On a assisté à la naissance de toute une série de programmes où l'on veut uniquement montrer ce qu’il y a de mauvais en l’être humain. Si on m’agresse, ça fait forcément ressortir ma façon épidermique de réagir. Et ce n’est jamais ce qu’il y a de meilleur. Quand j’accueille quelqu’un chez moi, je lui urine rarement dessus dès qu’il a passé la porte. Je suis comédien, c’est un acte à la base généreux et innocent. Que l’on soit indifférent à moi, je l’accepte. Mais qu’on me traîne dans la boue, c’est insupportable.
On se souvient notamment d’un numéro d'On ne peut pas plaire à tout le monde de Marc-Olivier Fogiel où vous aviez quitté le plateau, excédé par les critiques. Vous réagiriez comment aujourd’hui?
Sans doute pas très différemment. C’est une question de caractère. Donc, maintenant, pour ne plus risquer de monter dans les tours, je refuse d’aller dans ces émissions où les invités sont là pour se faire démonter.

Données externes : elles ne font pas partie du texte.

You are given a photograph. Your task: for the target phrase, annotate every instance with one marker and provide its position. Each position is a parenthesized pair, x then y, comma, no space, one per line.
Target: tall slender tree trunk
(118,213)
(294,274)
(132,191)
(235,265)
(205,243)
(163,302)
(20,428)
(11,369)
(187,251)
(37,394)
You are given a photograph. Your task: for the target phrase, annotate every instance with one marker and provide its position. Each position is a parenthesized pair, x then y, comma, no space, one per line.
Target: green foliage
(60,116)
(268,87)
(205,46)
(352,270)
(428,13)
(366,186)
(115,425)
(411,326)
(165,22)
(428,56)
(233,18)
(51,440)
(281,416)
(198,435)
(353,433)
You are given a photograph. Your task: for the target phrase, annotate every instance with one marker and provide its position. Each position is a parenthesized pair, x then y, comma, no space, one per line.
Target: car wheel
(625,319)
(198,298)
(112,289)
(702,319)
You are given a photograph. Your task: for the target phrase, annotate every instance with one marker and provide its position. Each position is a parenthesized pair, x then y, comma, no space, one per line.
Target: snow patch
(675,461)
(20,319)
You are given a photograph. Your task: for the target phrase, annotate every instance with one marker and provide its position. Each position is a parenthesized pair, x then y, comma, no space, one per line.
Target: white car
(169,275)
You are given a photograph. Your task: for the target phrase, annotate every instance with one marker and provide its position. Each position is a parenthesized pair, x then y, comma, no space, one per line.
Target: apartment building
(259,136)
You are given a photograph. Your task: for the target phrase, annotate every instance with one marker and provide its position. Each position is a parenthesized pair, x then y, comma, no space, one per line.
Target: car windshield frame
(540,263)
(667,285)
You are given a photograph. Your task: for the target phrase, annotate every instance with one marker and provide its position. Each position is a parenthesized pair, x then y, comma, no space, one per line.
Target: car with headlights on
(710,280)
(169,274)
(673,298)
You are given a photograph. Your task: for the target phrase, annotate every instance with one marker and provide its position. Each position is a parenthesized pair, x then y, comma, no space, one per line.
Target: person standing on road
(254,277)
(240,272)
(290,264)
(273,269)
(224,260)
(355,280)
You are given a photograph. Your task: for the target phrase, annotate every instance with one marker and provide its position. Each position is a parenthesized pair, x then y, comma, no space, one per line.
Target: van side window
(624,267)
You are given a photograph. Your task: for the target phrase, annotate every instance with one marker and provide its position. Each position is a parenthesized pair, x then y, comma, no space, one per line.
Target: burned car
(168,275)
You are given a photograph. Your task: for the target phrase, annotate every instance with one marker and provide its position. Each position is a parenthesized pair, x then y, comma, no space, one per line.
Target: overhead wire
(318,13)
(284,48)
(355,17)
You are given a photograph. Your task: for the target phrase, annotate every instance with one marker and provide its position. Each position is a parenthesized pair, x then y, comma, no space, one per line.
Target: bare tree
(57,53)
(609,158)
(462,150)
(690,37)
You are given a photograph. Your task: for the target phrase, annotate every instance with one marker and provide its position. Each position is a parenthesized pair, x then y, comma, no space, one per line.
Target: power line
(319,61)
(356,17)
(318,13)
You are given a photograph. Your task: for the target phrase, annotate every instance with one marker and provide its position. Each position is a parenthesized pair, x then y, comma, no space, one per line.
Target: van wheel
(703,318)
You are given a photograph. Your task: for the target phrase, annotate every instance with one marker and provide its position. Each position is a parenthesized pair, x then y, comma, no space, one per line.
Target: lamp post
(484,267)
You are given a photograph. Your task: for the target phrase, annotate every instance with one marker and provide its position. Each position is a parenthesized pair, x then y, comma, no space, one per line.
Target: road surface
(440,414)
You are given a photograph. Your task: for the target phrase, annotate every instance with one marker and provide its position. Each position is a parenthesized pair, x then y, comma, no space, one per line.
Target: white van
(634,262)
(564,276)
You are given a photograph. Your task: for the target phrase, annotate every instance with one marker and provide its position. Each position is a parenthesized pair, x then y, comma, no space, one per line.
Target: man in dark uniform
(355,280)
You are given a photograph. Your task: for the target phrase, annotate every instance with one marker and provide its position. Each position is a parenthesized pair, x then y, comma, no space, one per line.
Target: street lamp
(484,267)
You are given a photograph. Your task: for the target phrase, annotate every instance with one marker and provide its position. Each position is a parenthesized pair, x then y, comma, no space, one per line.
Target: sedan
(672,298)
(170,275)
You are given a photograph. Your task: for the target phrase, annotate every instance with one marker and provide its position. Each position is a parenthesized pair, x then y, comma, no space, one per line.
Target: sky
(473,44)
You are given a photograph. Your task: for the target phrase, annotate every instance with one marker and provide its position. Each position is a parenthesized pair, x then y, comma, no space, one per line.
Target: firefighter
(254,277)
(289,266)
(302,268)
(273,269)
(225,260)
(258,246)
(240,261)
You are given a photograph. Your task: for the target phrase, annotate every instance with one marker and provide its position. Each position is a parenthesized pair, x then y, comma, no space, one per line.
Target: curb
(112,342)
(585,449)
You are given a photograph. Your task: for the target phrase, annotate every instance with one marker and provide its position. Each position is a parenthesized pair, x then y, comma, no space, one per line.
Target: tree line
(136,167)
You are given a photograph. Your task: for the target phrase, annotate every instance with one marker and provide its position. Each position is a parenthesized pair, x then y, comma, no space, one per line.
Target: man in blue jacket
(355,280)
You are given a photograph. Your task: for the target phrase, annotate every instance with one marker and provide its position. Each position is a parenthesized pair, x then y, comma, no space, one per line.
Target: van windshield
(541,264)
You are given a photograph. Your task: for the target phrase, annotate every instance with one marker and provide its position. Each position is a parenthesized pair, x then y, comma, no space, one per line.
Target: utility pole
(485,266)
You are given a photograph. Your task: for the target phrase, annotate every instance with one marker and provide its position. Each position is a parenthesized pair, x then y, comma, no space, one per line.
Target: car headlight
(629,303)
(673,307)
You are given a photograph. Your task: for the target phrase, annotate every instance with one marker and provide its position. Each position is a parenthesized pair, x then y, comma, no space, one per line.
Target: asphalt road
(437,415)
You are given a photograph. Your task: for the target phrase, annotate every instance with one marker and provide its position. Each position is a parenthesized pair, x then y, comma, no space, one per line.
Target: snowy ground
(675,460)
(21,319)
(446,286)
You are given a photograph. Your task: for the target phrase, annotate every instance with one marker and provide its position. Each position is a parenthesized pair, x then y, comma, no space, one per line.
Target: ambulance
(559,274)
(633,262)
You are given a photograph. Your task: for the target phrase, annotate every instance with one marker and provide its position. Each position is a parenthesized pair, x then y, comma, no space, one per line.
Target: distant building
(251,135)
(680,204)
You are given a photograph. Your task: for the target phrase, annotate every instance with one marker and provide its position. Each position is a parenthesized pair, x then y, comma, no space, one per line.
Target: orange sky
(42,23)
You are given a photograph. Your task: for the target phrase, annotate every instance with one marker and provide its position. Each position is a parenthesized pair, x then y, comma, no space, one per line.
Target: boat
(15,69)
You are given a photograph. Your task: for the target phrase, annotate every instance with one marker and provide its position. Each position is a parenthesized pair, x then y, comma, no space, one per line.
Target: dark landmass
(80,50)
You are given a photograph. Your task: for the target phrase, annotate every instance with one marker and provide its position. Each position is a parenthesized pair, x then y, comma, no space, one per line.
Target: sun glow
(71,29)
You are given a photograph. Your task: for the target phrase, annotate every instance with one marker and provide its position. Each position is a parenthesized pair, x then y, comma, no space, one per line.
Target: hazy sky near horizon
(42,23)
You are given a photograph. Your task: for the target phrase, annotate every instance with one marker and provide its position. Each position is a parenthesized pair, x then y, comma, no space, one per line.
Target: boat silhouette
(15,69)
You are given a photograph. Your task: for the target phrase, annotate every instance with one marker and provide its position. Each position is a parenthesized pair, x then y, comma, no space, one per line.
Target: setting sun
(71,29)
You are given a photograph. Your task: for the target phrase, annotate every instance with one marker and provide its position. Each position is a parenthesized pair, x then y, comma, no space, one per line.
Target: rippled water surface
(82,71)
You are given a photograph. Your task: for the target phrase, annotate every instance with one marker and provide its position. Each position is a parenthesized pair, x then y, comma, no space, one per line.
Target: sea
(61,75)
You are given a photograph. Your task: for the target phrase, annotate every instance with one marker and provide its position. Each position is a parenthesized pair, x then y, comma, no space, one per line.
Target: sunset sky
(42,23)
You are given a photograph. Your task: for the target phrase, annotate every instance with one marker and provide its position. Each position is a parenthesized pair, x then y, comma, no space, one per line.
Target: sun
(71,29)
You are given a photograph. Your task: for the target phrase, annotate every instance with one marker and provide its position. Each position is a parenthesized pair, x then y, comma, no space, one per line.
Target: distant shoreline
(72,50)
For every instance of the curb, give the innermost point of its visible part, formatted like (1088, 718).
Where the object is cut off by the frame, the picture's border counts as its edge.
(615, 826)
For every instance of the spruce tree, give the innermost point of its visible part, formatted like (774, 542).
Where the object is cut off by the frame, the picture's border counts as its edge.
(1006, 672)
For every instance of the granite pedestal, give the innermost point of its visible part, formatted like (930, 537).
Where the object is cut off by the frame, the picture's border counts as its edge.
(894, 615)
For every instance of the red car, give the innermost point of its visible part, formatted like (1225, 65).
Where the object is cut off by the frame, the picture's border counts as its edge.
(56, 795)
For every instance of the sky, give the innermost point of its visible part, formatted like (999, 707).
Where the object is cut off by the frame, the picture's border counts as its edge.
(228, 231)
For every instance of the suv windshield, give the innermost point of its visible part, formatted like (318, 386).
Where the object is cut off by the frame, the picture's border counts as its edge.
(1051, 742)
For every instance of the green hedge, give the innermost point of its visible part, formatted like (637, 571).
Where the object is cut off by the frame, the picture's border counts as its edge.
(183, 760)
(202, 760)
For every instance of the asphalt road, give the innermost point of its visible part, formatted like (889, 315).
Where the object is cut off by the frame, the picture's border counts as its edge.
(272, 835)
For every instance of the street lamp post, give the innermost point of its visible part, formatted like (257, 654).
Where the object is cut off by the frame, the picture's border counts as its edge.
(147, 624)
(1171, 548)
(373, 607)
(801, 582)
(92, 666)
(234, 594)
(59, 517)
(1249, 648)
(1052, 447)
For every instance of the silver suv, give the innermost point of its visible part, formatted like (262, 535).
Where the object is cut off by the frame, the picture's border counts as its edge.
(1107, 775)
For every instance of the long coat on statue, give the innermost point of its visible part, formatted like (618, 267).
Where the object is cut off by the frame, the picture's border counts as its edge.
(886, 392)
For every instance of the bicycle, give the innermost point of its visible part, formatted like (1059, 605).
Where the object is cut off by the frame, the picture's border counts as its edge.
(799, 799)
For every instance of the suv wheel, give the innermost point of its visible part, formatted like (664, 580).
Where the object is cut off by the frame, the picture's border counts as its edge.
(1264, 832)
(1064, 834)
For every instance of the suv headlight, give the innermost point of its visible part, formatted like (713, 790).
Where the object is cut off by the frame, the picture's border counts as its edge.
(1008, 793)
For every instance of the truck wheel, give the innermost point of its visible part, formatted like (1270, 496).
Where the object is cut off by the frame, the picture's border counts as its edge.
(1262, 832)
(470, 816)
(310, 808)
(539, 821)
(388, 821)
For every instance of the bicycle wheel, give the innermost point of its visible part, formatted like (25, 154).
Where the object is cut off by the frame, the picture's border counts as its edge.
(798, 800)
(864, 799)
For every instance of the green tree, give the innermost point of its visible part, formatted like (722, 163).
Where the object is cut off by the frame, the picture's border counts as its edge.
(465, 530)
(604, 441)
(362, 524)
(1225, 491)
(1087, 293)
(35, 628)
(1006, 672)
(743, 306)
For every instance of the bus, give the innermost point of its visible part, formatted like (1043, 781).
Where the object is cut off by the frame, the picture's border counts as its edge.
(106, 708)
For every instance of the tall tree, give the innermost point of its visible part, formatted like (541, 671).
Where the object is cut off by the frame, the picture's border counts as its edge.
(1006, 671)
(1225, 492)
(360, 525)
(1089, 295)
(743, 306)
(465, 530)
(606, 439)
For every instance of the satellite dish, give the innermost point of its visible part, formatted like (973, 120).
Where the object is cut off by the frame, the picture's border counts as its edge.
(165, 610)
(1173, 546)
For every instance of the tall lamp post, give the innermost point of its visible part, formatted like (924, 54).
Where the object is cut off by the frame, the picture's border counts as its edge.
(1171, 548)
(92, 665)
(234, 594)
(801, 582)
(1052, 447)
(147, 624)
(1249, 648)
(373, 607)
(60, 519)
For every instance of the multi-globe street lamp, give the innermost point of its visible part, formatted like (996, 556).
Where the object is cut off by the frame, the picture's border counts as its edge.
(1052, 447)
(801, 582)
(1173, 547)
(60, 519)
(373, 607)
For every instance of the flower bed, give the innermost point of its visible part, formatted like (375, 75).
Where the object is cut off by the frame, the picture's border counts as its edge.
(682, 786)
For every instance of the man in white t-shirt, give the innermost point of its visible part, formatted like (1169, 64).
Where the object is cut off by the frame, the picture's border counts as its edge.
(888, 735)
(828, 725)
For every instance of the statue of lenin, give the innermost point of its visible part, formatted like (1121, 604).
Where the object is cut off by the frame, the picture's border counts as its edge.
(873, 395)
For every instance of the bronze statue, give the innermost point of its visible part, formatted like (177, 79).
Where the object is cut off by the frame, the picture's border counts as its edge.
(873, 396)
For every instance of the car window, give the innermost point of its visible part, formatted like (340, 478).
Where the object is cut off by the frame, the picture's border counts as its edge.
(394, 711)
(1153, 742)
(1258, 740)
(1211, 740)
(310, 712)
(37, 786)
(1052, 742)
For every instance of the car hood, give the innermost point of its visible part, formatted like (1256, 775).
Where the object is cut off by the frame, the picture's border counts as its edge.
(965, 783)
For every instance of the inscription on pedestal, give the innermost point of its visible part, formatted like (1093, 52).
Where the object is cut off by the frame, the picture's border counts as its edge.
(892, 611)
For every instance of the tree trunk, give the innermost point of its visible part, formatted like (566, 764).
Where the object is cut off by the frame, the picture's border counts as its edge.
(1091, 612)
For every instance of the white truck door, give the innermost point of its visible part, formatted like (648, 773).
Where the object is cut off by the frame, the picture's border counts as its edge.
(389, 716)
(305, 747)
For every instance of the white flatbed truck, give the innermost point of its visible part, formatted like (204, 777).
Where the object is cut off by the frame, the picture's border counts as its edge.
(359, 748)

Par peur de dire le mot de trop, aussi?
C’est, de fait, l’un des risques majeurs. Je suis un angoissé, et je ne veux pas que le tour de manège s’arrête. Pas question qu’un métier que j’adore me ferme toutes les portes parce que j’aurais dit un truc que je regretterais de toute façon la seconde suivante. Donc, je me protège contre moi et contre les autres en n’allant pas où il règne trop d’énergie négative. Je ne supporte plus la méchanceté. Dans mon travail, je suis parfois lourd, mais jamais méchant. Sauf une fois. À l'occasion d’une caméra cachée pour le Morning de M6 où l'on avait montré de face des gens qui allaient voir des prostituées, et je l’ai regretté. En résumé, à l’inverse de Dieudonné, je ne vexerais jamais une communauté juste pour faire un bon mot.
Dans le film de Daniel Cohen, Jean Reno incarne la sagesse et vous restez malgré tout un chien fou. Même si vous vous êtes un peu calmé...
Disons qu’à la différence de Jean Reno, je ne suis pas passé par dix ans de rôles discrets pour construire une carrière. Ma première fois à l’écran, c’était sur M6, directement en prime time. Où je me suis créé devant trop de gens, sans filet et sans expérience. Je n’ai jamais eu la chance d’être un débutant.
Comme un chef
Réalisé par Daniel Cohen (2011). Avec Jean Reno, Michaël Youn - 85'.